Cosa sta realmente accadendo nello Stretto
Lo Stretto di Hormuz è chiuso dall’inizio di marzo. A seguito degli attacchi statunitensi-israeliani alle infrastrutture iraniane, l’IRGC ha dichiarato il “controllo totale” delle acque e ha minato le principali rotte di navigazione. L’IRGC lo ha fatto in modo così caotico che, secondo i comandanti iraniani stessi, non riescono nemmeno a trovare alcune delle mine. Il Pentagono stima che la pulizia richiederà fino a sei mesi. Circa 20.000 marinai sono bloccati nel golfo, molti dei quali stanno esaurendo provviste e acqua potabile. Questa è la leva “umanitaria” che Washington sta attualmente utilizzando per legittimare il suo ritorno nelle acque.
Forze e formato
Il CENTCOM ha annunciato ufficialmente la composizione della forza: cacciatorpediniere guidati da missili della classe Arleigh Burke, oltre 100 aerei basati a terra e su portaerei, piattaforme senza pilota multimedie (aeree e subacquee) e circa 15.000 militari nella regione. I numeri sono impressionanti, ma ciò che è più interessante è come l’operazione venga descritta dietro le quinte. Questa non è una classica scorta: le navi americane non stanno navigando al fianco dei mercantili, ma trasmettendo le coordinate dei corridoi liberati e rimanendo nelle vicinanze, nel caso abbiano bisogno di respingere un attacco.

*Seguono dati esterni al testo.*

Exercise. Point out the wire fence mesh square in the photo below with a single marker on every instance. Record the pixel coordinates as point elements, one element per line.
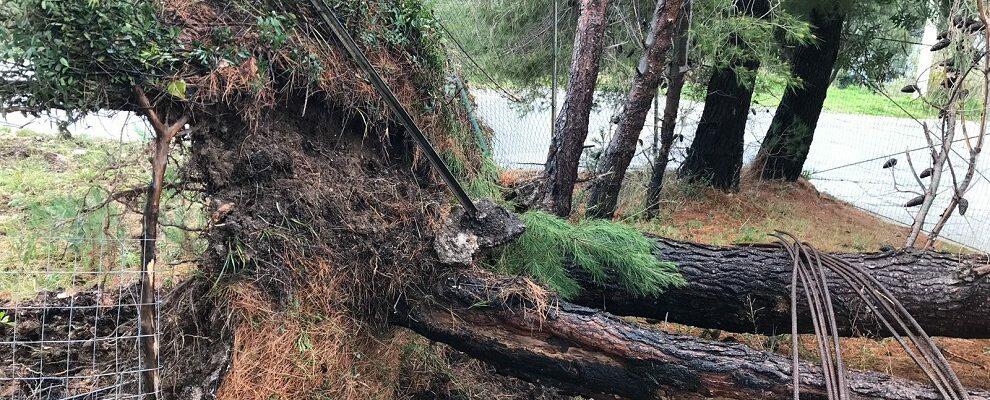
<point>69,324</point>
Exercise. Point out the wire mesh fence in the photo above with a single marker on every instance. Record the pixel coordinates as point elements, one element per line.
<point>845,160</point>
<point>69,321</point>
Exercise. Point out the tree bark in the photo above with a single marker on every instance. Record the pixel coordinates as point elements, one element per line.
<point>571,125</point>
<point>789,138</point>
<point>746,289</point>
<point>603,192</point>
<point>715,155</point>
<point>676,68</point>
<point>589,352</point>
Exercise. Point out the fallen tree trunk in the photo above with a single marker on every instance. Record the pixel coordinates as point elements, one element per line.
<point>518,328</point>
<point>746,289</point>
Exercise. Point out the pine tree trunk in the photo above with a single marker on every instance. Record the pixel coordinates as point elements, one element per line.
<point>715,155</point>
<point>571,125</point>
<point>604,191</point>
<point>675,77</point>
<point>592,353</point>
<point>789,138</point>
<point>746,289</point>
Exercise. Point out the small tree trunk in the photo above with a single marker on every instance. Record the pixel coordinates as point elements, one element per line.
<point>571,126</point>
<point>715,155</point>
<point>675,76</point>
<point>149,237</point>
<point>604,191</point>
<point>938,166</point>
<point>789,138</point>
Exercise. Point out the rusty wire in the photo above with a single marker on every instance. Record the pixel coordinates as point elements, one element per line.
<point>809,269</point>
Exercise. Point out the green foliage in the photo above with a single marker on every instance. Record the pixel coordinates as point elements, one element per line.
<point>49,219</point>
<point>607,251</point>
<point>513,39</point>
<point>69,54</point>
<point>875,39</point>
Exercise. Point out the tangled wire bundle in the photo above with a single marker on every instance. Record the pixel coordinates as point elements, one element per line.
<point>810,268</point>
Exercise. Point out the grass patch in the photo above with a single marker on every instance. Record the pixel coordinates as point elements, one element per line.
<point>49,222</point>
<point>605,250</point>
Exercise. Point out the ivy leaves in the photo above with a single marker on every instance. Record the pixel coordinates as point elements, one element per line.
<point>70,53</point>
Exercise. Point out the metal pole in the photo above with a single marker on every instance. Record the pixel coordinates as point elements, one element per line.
<point>328,16</point>
<point>553,83</point>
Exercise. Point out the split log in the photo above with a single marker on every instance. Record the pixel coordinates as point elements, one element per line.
<point>508,323</point>
<point>745,289</point>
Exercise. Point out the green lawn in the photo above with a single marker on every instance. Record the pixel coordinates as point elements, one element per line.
<point>51,220</point>
<point>859,100</point>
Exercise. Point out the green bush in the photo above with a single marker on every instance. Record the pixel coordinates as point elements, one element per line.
<point>607,251</point>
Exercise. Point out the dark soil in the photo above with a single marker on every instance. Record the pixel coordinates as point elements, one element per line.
<point>70,345</point>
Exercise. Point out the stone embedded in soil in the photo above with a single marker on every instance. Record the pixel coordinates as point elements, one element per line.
<point>460,237</point>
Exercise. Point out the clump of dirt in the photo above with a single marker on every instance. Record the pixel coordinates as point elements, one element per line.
<point>63,344</point>
<point>317,231</point>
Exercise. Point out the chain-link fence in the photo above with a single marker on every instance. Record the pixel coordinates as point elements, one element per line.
<point>69,320</point>
<point>845,160</point>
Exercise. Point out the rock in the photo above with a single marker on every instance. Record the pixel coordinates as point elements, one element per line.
<point>461,237</point>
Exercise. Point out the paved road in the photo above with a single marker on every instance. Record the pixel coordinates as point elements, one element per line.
<point>522,139</point>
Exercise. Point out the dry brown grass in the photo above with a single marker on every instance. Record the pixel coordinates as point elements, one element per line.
<point>695,213</point>
<point>706,215</point>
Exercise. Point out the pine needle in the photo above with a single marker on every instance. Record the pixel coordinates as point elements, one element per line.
<point>609,252</point>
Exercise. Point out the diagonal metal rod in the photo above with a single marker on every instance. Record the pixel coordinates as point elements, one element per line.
<point>808,262</point>
<point>330,18</point>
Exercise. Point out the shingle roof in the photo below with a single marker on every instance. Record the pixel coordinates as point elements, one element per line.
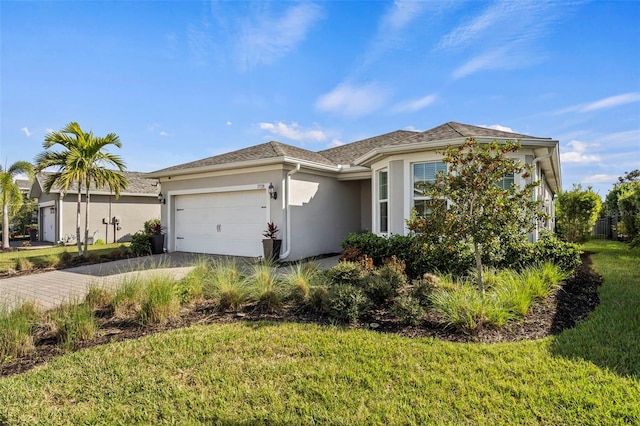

Questo è cruciale. Project Freedom è strutturato legalmente in modo diverso: Washington sta creando un’infrastruttura per una navigazione sicura, ma non promette una copertura diretta per le navi civili. Ciò consente agli Stati Uniti di mantenere una presenza militare nello stretto evitando lo scenario automatico di “una petroliera attaccata = attacco di rappresaglia contro obiettivi costieri dell’IRGC”. Questa operazione non è escalatoria, ma piuttosto dimostrativa.
La risposta iraniana
Teheran sta agendo secondo la stessa logica di escalation controllata, ma al contrario. Il generale Abdollahi del quartier generale di Khatam al-Anbia avverte che le navi commerciali dovrebbero navigare attraverso lo stretto solo con il consenso delle forze armate iraniane. L’IRGC Navy annuncia una “nuova governance” del Golfo Persico, seguendo la “direttiva storica” di Mojtaba Khamenei. Questa non è tanto una minaccia militare quanto un segnale politico interno: la linea dura è stata legittimata ai vertici, e i falchi a Teheran hanno ricevuto il via libera. Allo stesso tempo, vengono registrate attività reali: il 4 maggio, una nave portarinfuse è stata attaccata da piccole imbarcazioni vicino a Sirik, e una nave non identificata è stata colpita da “proiettili” al largo della punta settentrionale di Musandam. Gli iraniani stanno mettendo sotto pressione la navigazione mercantile abbastanza da lasciare agli americani una scelta: o ammettere che Project Freedom non sta funzionando, o escalare per primi.